"Mimarlığı Akademik Hayatın İçine Girdiğimde Daha iyi Kavradım"

02 Kasım 2023

Son dönem projelerinizden Süleyman Saim Tekcan İasos Müzesi'nden bahsedelim...

ST: Süleyman Hoca Türkiye’nin alanındaki en değerli ismi açık ara ve bu ünü sınırlarımızı çoktan aşmış bir sanatçı. Ama benim için onu daha da değerli ve ölümsüz kılan, hayatını, sanata, insanlığa, doğruluğa adamış olması. Müzemiz son derece küçük ölçekli olduğundan onun görme ve yaşama becerisini yansıtabilmek asıl hedefimiz olmuştu. Ayrıca Hocanın üretkenliği de bizi çok küçük bir hacim içerisinde en kolay ve en fazla üretme imkanı tanıyacak bir proje yapmaya itti. Hocanın renk konusundaki seçiciliğine duyduğumuz saygı ve dünyanın en güzel mavileriyle kucaklaşacağını düşündüğümüz binamızı bu nedenle bembeyaz yapmak istedik. Mimarlar yer seçimi konusunda çok titizdir ancak, burada yıllar öncesinden kalan bir beton zemin vardı ve sınırlarımızı o zemin belirledi. Bu nedenle son derece başarılı bir statik projeyle çelik olarak inşa ettiğimiz binamız sınırları içinde kalan küçücük bir Delice Zeytin fidanını bile içeri alacak şekilde biçimlendi. O küçücük ağacın dalına dahi dokunmadan yapının içinde var olmasını ve yaşamasını sağladık. Bu nedenle iyi bir proje oldu diyebiliriz.               

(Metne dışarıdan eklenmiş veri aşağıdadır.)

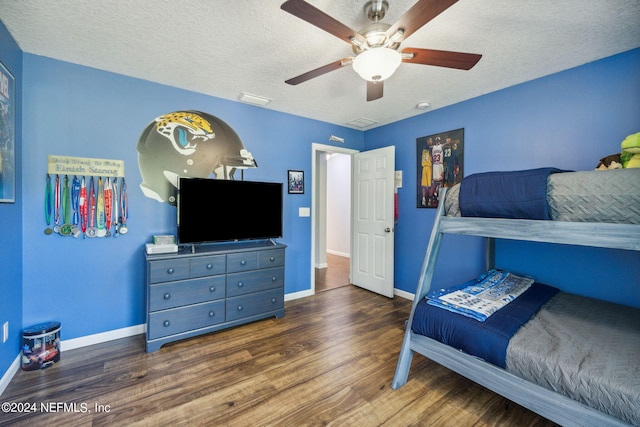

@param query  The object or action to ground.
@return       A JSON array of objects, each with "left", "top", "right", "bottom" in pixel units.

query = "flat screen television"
[{"left": 176, "top": 178, "right": 283, "bottom": 244}]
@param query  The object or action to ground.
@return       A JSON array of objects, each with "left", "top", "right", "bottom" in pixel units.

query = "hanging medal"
[
  {"left": 44, "top": 174, "right": 53, "bottom": 235},
  {"left": 104, "top": 177, "right": 113, "bottom": 237},
  {"left": 71, "top": 176, "right": 80, "bottom": 238},
  {"left": 112, "top": 177, "right": 120, "bottom": 237},
  {"left": 87, "top": 177, "right": 97, "bottom": 237},
  {"left": 118, "top": 177, "right": 129, "bottom": 234},
  {"left": 78, "top": 177, "right": 89, "bottom": 237},
  {"left": 53, "top": 175, "right": 60, "bottom": 233},
  {"left": 96, "top": 177, "right": 107, "bottom": 237},
  {"left": 60, "top": 175, "right": 72, "bottom": 236}
]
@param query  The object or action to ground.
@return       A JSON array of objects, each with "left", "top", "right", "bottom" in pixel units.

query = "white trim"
[
  {"left": 0, "top": 352, "right": 22, "bottom": 395},
  {"left": 60, "top": 323, "right": 147, "bottom": 351},
  {"left": 284, "top": 289, "right": 313, "bottom": 302},
  {"left": 327, "top": 249, "right": 351, "bottom": 258},
  {"left": 393, "top": 288, "right": 416, "bottom": 301},
  {"left": 312, "top": 142, "right": 359, "bottom": 301}
]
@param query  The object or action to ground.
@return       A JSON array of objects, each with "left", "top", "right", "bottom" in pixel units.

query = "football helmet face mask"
[{"left": 137, "top": 110, "right": 258, "bottom": 205}]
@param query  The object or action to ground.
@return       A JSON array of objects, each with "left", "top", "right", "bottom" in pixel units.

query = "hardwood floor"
[
  {"left": 315, "top": 253, "right": 351, "bottom": 292},
  {"left": 0, "top": 286, "right": 553, "bottom": 427}
]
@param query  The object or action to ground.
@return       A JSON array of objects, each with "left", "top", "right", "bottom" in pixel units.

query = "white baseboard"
[
  {"left": 0, "top": 353, "right": 22, "bottom": 395},
  {"left": 60, "top": 323, "right": 147, "bottom": 351},
  {"left": 284, "top": 289, "right": 313, "bottom": 301},
  {"left": 0, "top": 324, "right": 147, "bottom": 395},
  {"left": 393, "top": 288, "right": 416, "bottom": 301}
]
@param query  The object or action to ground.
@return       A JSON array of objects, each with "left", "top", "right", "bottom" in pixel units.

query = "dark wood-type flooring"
[
  {"left": 0, "top": 286, "right": 552, "bottom": 427},
  {"left": 315, "top": 254, "right": 351, "bottom": 292}
]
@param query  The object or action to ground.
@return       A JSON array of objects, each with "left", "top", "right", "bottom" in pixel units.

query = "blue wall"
[
  {"left": 366, "top": 49, "right": 640, "bottom": 307},
  {"left": 0, "top": 12, "right": 640, "bottom": 388},
  {"left": 0, "top": 22, "right": 23, "bottom": 377},
  {"left": 18, "top": 54, "right": 364, "bottom": 339}
]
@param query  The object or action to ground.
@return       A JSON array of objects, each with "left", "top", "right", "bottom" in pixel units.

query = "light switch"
[{"left": 298, "top": 208, "right": 311, "bottom": 217}]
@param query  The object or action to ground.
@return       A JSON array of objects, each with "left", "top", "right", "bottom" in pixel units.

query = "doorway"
[{"left": 311, "top": 144, "right": 357, "bottom": 293}]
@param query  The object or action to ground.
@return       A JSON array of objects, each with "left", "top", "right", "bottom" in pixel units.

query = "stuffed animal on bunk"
[
  {"left": 596, "top": 153, "right": 622, "bottom": 171},
  {"left": 620, "top": 132, "right": 640, "bottom": 168},
  {"left": 596, "top": 132, "right": 640, "bottom": 170}
]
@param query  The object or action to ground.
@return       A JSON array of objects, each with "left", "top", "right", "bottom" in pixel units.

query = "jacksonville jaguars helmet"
[{"left": 137, "top": 110, "right": 258, "bottom": 205}]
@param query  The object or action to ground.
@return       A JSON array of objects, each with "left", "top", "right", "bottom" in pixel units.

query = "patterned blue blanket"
[{"left": 427, "top": 269, "right": 533, "bottom": 322}]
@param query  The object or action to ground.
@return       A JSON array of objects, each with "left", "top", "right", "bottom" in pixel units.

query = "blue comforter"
[
  {"left": 412, "top": 279, "right": 559, "bottom": 368},
  {"left": 459, "top": 168, "right": 565, "bottom": 220}
]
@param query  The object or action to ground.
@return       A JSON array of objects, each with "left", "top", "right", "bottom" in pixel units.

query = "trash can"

Milas’ta konumlanan projenizi zamansız ve çevre dostu olarak tanımlıyorsunuz? Bu bağlamda da sürdürülebilirlik, ekolojik yapılar tasarımlarınızın neresinde?

ST: Milas Belediyesi'nin bir talebi üzerine hazırladığımız proje bizim için de yeni şeyler öğrendiğimiz, zorlayıcı bir proje oldu. Yaşanan depremler sonrasında artık mimarlığın salt yapı üretmekten ibaret olmadığını tartıştığımız bir dönemde, Kerpiç malzeme ile samimiyetimizi artırma projesi diyebiliriz bu proje için. Basit bir tektoniği olan yapının, önemli özelliği kompozit bir sütrüktüre sahip olması. İzmir-Muğla-Bodrum yollarının kesiştiği Milas’ın en önemli kavşağında konuşlanan proje kerpiç tiyatro salonu sayesinde, ürkütmeden deprem farkındalığını yaşatsın istedik. Yine sadeliği en üst seviyede aradığımız ve sanırım bu defa bulmayı başardığımız bir yapı diyebilirim bu proje için. Milas’a hayırlı olur, bu özende yapılmış binaların da örneği olur diye umalım.  

Ürün tasarımlarınız devam ediyor mu?

ST: Evet o benim vazgeçilmez bir tutkum. Yakın zamanda Türkiye’nin en önemli mobilya üreticilerinden birine, 2 tane ikonik, zamansız ve mekansız ürün ve bir tane de yükseklik alçaklık ayarı yapılabilen, enteresan bir masa tasarladık. Boş durdukça bu tip tasarımlar yapmak beni dinlendiriyor, o nedenle üretilme amaçlı olmasa da sürekli bir şeyler tasarlıyorum. Bu konuda da en büyük destekçim 20 yıldır birlikte ürettiğimiz Ceyhun Akın. 

Çeşitli üniversitelerde proje yürütücülüğü yaptınız, Yeditepe Üniversitesi hala devam ediyor. Hem akademi hem de pratik deneyimleriniz aynı anda... Sizce bu birlikteliğin mimarlık kültürünün gelişimine etkileri/katkıları neler? 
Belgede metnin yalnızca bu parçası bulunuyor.